Closed Earlopain closed 5 months ago
Right. So the location of any child node is contained is the location of its parent node... except for HEREDOCs. That's the only exception and it makes thinking about code locations a bit strange.
You might be thinking that the following lines should also be part of the source / locations, but you must note that HEREDOCs are very odd, they are not necessarily contiguous, even in terms of lines, e.g.:
foo(<<~'FOO', bar(<<~'TEXT'))
This is FOO
FOO
Hello World!
TEXT
As far as bar(...)
is concerned, the content of the HEREDOC starts 2 lines later!
The implementation of multiline?
simply looks that the location of parent node, and it does start and end on the same line. It's just that its argument spills over to the next lines.

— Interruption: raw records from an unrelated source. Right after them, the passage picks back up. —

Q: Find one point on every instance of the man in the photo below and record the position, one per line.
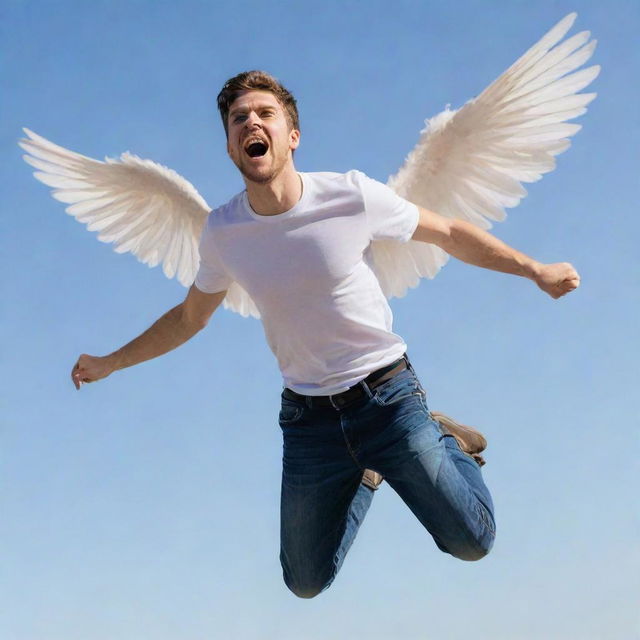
(298, 243)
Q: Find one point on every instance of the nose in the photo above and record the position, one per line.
(253, 119)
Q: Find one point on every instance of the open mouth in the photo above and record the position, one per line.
(256, 149)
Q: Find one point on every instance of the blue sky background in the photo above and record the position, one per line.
(146, 506)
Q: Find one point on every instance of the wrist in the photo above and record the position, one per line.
(532, 269)
(115, 361)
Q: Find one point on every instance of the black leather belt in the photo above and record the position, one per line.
(352, 394)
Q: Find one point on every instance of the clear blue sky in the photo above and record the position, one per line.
(146, 506)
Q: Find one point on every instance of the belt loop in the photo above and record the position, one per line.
(366, 389)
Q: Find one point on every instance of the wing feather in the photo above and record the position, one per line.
(141, 207)
(471, 163)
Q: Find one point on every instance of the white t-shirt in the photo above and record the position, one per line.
(308, 272)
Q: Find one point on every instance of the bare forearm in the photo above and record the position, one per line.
(164, 335)
(173, 329)
(475, 246)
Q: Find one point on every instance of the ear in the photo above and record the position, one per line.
(294, 139)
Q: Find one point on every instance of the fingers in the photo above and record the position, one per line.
(79, 374)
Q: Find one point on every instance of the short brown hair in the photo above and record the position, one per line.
(256, 81)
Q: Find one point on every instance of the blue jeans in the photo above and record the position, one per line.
(392, 432)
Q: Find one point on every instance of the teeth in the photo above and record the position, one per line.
(251, 141)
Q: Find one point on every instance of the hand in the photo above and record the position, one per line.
(91, 368)
(557, 279)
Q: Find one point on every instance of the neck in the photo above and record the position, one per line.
(277, 196)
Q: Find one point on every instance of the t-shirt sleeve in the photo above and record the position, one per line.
(389, 216)
(211, 276)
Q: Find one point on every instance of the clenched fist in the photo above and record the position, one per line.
(557, 279)
(91, 368)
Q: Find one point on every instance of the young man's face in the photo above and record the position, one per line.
(260, 140)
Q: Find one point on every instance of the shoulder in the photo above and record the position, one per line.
(228, 212)
(333, 182)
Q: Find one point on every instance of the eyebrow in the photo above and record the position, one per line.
(244, 108)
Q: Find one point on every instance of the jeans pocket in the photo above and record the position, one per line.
(401, 386)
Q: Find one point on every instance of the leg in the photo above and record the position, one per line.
(323, 502)
(440, 484)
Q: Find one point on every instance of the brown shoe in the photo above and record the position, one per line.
(371, 479)
(470, 440)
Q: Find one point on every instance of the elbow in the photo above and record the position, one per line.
(192, 322)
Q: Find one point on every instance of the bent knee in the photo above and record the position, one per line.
(475, 550)
(306, 589)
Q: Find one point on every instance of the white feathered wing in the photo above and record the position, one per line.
(467, 164)
(138, 205)
(470, 163)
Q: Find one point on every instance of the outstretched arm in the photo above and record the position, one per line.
(470, 244)
(173, 329)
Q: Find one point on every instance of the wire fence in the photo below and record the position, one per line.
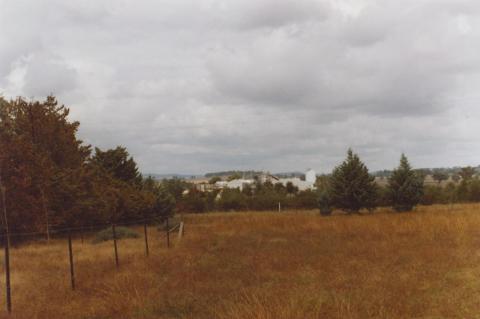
(68, 232)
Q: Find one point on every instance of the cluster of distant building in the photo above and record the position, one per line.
(308, 183)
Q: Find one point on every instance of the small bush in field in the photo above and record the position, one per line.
(121, 232)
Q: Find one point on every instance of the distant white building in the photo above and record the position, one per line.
(302, 185)
(310, 176)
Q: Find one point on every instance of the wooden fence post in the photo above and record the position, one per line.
(81, 233)
(146, 237)
(168, 234)
(70, 255)
(180, 230)
(7, 248)
(115, 245)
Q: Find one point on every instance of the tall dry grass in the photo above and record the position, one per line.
(423, 264)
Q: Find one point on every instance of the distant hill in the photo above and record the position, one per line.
(170, 176)
(427, 171)
(246, 174)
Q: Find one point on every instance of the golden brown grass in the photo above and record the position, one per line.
(424, 264)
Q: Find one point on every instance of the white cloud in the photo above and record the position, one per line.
(194, 86)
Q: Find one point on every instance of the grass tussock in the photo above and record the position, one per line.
(422, 264)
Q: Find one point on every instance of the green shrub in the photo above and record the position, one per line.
(121, 232)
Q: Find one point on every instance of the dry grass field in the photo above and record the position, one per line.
(423, 264)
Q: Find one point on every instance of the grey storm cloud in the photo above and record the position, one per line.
(196, 86)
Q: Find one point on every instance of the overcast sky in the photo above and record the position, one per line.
(192, 86)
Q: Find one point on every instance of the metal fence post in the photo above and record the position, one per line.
(146, 237)
(115, 245)
(70, 254)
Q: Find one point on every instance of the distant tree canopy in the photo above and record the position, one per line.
(51, 179)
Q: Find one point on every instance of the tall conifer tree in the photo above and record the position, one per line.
(352, 188)
(405, 187)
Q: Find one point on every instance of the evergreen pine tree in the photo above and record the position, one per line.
(351, 186)
(405, 187)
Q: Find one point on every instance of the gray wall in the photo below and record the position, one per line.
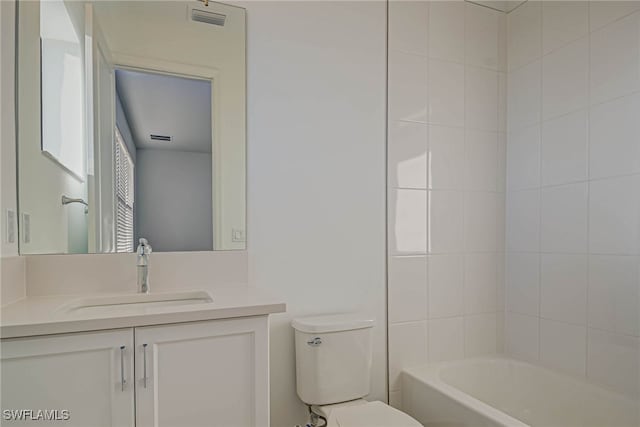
(173, 200)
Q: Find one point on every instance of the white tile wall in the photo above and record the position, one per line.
(565, 148)
(573, 225)
(563, 79)
(446, 216)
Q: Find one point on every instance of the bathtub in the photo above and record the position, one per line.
(504, 392)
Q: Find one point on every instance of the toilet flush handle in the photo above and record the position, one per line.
(315, 342)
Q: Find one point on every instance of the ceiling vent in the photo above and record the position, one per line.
(208, 17)
(160, 137)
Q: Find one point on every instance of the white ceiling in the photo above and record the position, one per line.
(166, 105)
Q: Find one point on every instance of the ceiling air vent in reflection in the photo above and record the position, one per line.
(208, 17)
(160, 137)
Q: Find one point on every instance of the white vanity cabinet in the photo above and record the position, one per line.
(204, 373)
(82, 373)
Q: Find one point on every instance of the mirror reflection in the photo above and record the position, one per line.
(131, 124)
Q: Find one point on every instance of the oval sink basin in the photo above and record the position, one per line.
(105, 304)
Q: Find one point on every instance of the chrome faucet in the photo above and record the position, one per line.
(143, 251)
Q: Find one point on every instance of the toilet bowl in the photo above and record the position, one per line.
(333, 372)
(360, 413)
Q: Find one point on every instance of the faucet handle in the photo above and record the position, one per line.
(144, 248)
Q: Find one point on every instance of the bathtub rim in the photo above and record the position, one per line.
(430, 375)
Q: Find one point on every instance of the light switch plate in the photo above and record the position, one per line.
(26, 228)
(237, 235)
(10, 226)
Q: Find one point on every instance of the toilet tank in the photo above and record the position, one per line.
(333, 358)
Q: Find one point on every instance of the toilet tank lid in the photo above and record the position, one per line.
(332, 323)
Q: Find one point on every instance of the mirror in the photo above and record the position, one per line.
(131, 124)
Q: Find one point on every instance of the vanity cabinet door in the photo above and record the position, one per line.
(81, 373)
(211, 373)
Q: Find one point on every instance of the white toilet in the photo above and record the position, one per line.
(333, 372)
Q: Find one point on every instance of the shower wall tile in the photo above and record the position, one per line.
(524, 35)
(563, 22)
(524, 96)
(446, 285)
(407, 155)
(615, 59)
(523, 221)
(446, 93)
(406, 23)
(523, 283)
(481, 222)
(481, 103)
(446, 339)
(614, 215)
(480, 335)
(565, 147)
(407, 221)
(563, 218)
(565, 79)
(481, 160)
(613, 360)
(482, 27)
(407, 347)
(446, 217)
(573, 204)
(446, 158)
(614, 293)
(446, 30)
(523, 158)
(522, 336)
(407, 290)
(446, 221)
(614, 145)
(407, 87)
(563, 346)
(602, 13)
(563, 290)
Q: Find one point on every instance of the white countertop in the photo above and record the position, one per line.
(43, 315)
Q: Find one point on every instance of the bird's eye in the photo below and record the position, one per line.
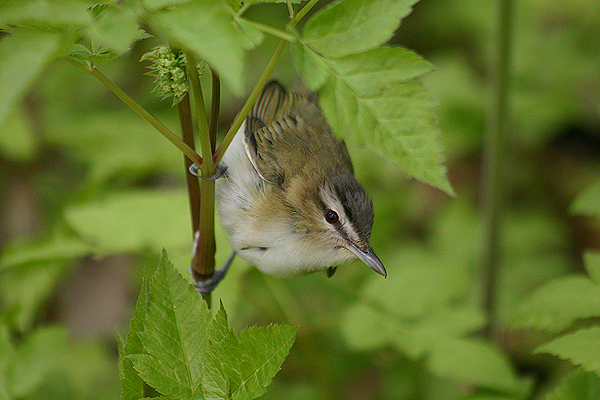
(331, 217)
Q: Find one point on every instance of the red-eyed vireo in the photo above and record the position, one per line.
(288, 199)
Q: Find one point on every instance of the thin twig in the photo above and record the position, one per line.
(141, 111)
(493, 172)
(187, 130)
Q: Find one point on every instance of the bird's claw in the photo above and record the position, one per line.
(206, 286)
(219, 171)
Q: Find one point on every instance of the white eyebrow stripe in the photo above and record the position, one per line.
(333, 202)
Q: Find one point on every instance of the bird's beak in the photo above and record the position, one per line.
(367, 255)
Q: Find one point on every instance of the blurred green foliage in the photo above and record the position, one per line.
(82, 175)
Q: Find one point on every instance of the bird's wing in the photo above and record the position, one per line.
(286, 131)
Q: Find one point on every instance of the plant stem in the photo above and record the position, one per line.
(141, 111)
(215, 106)
(239, 119)
(203, 261)
(493, 171)
(187, 130)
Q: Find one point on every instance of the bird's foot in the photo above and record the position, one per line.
(219, 171)
(206, 286)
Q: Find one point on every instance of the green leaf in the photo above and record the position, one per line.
(558, 304)
(371, 98)
(30, 273)
(353, 26)
(207, 29)
(40, 354)
(248, 33)
(581, 347)
(579, 385)
(588, 203)
(155, 5)
(132, 385)
(57, 14)
(472, 361)
(252, 2)
(116, 28)
(249, 363)
(175, 333)
(592, 265)
(18, 140)
(133, 221)
(23, 57)
(59, 247)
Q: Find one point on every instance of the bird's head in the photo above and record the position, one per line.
(338, 214)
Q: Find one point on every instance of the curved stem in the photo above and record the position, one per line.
(239, 119)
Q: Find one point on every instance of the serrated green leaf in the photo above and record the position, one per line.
(252, 2)
(472, 361)
(97, 55)
(581, 347)
(23, 57)
(249, 363)
(132, 221)
(57, 14)
(353, 26)
(579, 385)
(132, 385)
(207, 29)
(588, 202)
(248, 32)
(175, 333)
(558, 304)
(115, 28)
(592, 265)
(155, 5)
(371, 98)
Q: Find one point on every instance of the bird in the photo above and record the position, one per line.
(288, 199)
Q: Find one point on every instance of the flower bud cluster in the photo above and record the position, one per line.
(168, 68)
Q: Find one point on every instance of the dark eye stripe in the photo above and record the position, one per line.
(331, 217)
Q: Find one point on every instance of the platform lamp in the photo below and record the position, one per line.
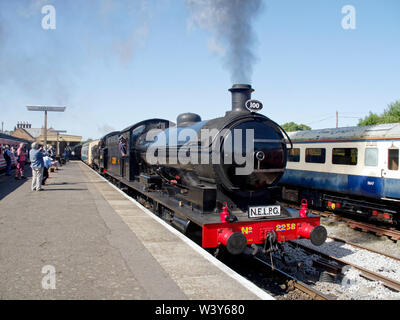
(58, 143)
(45, 109)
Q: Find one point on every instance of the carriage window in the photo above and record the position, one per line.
(315, 155)
(294, 155)
(345, 156)
(393, 159)
(371, 157)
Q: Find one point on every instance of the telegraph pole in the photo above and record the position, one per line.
(337, 119)
(45, 109)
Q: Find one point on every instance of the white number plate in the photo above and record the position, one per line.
(268, 211)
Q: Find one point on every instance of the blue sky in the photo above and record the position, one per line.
(114, 63)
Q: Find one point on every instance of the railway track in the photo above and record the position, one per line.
(341, 263)
(294, 283)
(389, 232)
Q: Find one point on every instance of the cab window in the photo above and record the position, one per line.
(393, 163)
(294, 155)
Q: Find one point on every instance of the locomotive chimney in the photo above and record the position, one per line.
(240, 94)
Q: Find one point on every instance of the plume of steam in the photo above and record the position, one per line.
(230, 23)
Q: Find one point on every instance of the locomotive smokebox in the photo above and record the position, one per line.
(240, 94)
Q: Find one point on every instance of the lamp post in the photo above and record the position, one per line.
(58, 143)
(45, 109)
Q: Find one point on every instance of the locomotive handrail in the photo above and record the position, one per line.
(287, 136)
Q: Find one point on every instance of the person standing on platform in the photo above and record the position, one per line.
(7, 157)
(37, 164)
(47, 165)
(20, 161)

I wouldn't be opposed to adding an argument to multiline?
so it checks the children, maybe like multiline?(including_children: true)
?
As for the rest, what other results did you have in mind?
Yeah, heredocs are always a nice bag of surprises. I don't even want to think about the case you wrote and how to handle that (:
For my initial case, how would I fetch the full block content? I tried a bunch of things but only managed to get to it through its parent, which then also includes other content I don't want.
I would expect to get the 3 lines back without much fuss since all the wonderful things you can do with heredocs don't apply to that case (I think so at least). Having to special-case this every time you want to get a blocks source doesn't sound fun. block.source
is my main use-case, I only added the other printouts to show a bit more.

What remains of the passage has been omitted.